4. A Duel of 1807 (4)
The End of the Detestable Affair
Now seconds, as both knew, would almost certainly have stopped the whole matter, and the “if you wish for it” was a hint that Boyd might be ready to shirk a fight. Thus driven into a corner, the unfortunate captain said that it was all one to him whether they had seconds or no, and that he was ready whenever Campbell pleased. The answer was “here and now”—they went into opposite corners of the small room. Campbell asked who should give the signal to fire. “I don’t care a damn who gives it; you may give it if you please”, said Boyd. “Ready!” and “Fire!” followed immediately. Boyd’s ball struck the wall not far from Campbell’s head: Campbell’s ball took Boyd in the chest.

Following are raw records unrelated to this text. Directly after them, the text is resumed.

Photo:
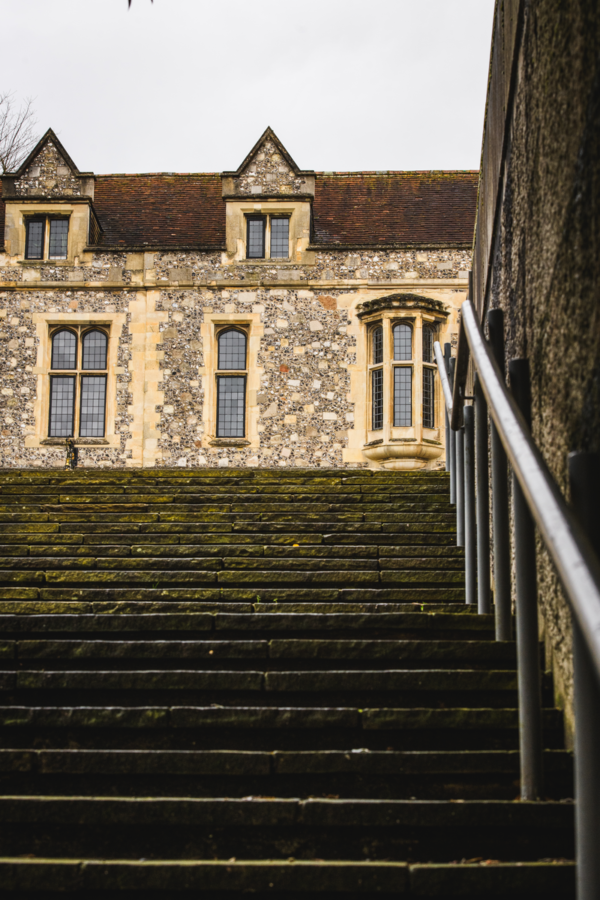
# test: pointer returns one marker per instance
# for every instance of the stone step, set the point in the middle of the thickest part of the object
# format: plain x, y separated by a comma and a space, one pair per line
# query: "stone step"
423, 555
517, 880
428, 651
269, 591
225, 534
388, 720
357, 773
185, 618
198, 828
498, 685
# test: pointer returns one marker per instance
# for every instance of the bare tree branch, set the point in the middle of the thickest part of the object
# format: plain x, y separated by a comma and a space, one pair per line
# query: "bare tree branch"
17, 131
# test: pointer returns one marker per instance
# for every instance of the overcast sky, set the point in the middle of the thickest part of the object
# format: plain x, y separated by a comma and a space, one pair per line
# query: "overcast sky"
190, 85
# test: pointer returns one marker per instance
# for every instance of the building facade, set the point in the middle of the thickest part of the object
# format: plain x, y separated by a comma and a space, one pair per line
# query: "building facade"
270, 316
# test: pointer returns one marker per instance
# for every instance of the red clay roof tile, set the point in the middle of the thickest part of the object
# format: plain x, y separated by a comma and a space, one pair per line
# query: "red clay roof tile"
395, 207
350, 208
160, 210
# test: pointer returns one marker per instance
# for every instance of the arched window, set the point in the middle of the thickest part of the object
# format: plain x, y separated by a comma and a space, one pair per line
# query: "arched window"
428, 335
232, 349
428, 378
78, 401
402, 342
402, 334
64, 350
94, 350
377, 349
231, 389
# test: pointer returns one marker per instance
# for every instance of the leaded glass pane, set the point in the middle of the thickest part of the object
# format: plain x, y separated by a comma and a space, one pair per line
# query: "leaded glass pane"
94, 350
93, 396
62, 396
256, 238
35, 240
377, 399
402, 396
377, 345
428, 398
59, 232
64, 350
402, 342
280, 243
232, 350
231, 405
427, 344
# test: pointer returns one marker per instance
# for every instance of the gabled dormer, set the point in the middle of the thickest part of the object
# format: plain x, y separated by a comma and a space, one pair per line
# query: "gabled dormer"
269, 171
49, 207
268, 207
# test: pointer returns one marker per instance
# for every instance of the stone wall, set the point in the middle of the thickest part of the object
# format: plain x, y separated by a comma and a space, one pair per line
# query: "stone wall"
308, 333
269, 173
546, 265
48, 175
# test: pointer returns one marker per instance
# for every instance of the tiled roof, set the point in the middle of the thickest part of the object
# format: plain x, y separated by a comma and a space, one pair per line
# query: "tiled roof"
160, 210
350, 209
358, 208
2, 208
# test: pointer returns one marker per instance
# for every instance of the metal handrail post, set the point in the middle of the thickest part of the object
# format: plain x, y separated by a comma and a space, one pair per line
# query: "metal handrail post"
482, 493
470, 527
500, 519
584, 478
528, 644
452, 439
459, 467
447, 356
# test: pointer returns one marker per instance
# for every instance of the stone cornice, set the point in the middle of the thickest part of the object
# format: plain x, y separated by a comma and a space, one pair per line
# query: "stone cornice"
401, 301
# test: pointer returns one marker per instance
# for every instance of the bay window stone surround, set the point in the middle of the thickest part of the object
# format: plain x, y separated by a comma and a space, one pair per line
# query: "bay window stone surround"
162, 260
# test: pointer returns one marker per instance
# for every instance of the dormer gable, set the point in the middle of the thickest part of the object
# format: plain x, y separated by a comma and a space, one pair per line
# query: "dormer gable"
268, 171
48, 173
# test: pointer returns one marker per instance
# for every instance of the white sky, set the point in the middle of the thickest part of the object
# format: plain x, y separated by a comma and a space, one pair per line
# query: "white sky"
190, 85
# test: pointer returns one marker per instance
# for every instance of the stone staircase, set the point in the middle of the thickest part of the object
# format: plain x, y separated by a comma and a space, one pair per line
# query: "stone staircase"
224, 681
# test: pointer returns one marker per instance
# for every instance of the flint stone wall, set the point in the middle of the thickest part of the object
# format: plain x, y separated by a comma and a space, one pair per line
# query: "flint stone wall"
305, 405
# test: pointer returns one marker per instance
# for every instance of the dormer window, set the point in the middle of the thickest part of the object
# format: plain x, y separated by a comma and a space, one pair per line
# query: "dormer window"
78, 382
47, 237
268, 237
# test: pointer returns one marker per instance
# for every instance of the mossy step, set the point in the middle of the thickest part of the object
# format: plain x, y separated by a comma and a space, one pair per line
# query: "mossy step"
374, 681
185, 617
316, 648
269, 717
241, 763
398, 878
279, 811
256, 560
255, 590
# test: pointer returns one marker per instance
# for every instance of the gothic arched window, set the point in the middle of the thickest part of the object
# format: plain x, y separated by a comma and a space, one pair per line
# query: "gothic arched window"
231, 389
78, 401
428, 377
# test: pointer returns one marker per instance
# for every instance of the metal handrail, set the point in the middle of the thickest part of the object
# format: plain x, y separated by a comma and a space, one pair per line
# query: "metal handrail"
566, 543
536, 501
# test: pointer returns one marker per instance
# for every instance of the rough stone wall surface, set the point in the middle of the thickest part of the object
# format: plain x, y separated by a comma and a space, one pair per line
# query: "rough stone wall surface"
546, 263
202, 267
48, 175
18, 351
269, 173
305, 401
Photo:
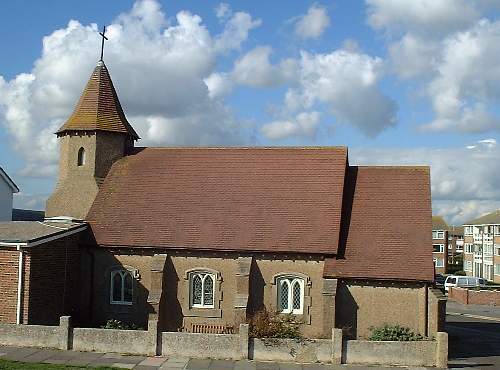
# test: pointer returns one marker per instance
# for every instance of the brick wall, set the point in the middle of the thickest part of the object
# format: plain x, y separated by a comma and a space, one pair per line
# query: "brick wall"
51, 286
9, 260
466, 296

The report of the pistols brought officers and mess-waiters in from the next room: they saw Campbell lifting Boyd, who was bleeding badly, into a chair. On the appearance of the crowd Campbell said, “On the word of a dying man, was not everything fair?” The reply was given differently by different witnesses at the subsequent trial. According to one version it was “Campbell, you are a bad man; you know that I wanted to wait, and to have friends”; according to the other, “Campbell, you are a bad man, you hurried me”. Upon this the major burst out with “Good God, sir! you will not say before these gentlemen that everything was fair: did you not say that you were ready?” “Yes,” said Boyd, “but you are a bad man.” After a pause he gave Campbell his hand and said, “Campbell, I feel for you, and I am sure that you feel for me”, and then “Poor man, I am sorry for him”. He became unconscious, and died within eighteen hours.
So ended this detestable affair—a trivial dispute led to the use of words which two excited and captious officers twisted into taunts that raised the point of personal honour. Public opinion was decidedly against Campbell; it was he, men said, who had made a serious business out of a silly mess-table wrangle, who had insisted on an irregular duel without seconds, who had waylaid Boyd and taunted him into fighting at a moment’s notice. Realizing the situation at once, he disappeared, and was not heard of for many months. Hence the long delay in his trial, which did not take place till August 1808, thirteen months after the duel. He was unlucky enough to be recognized and arrested in Scotland, from whence he was sent back to Armagh. Of what had happened between the first dispute over the wine, and Campbell’s reappearance with his pistols at the barracks, there was no one who could speak, since no one had been present either at the altercation on the stairs or at the actual duel.
The major’s own lips were sealed by the criminal procedure of those days. The Grand Jury sent him to trial, the petty Jury found him guilty, but added a recommendation to mercy. This was refused by the personal decision of the King, as we are told: George III hated duelling, and regarded this as a typically bad case, one which allowed a long-needed example to be made at last, for the benefit of all officers inclined to waste the lives, which they owed to their country, in drunken brawls.
The sentence of the law was carried out—to the general surprise; duellists were not hanged in those days—even the notorious Major Oneby had escaped his sentence by suicide. Campbell showed every sign of contrition, owned the folly and wickedness of duelling, and made a most edifying and religious end, after receiving the Sacrament. Yet he never seems to have realized that his offence had been against anything but the terms of the law and the dictates of Christianity. In his dying confession he describes himself as “one more unfortunate than wicked—hurried on to this much-to-be-lamented catastrophe by insults past endurance”.
The mentality of 1807 is sometimes difficult to understand!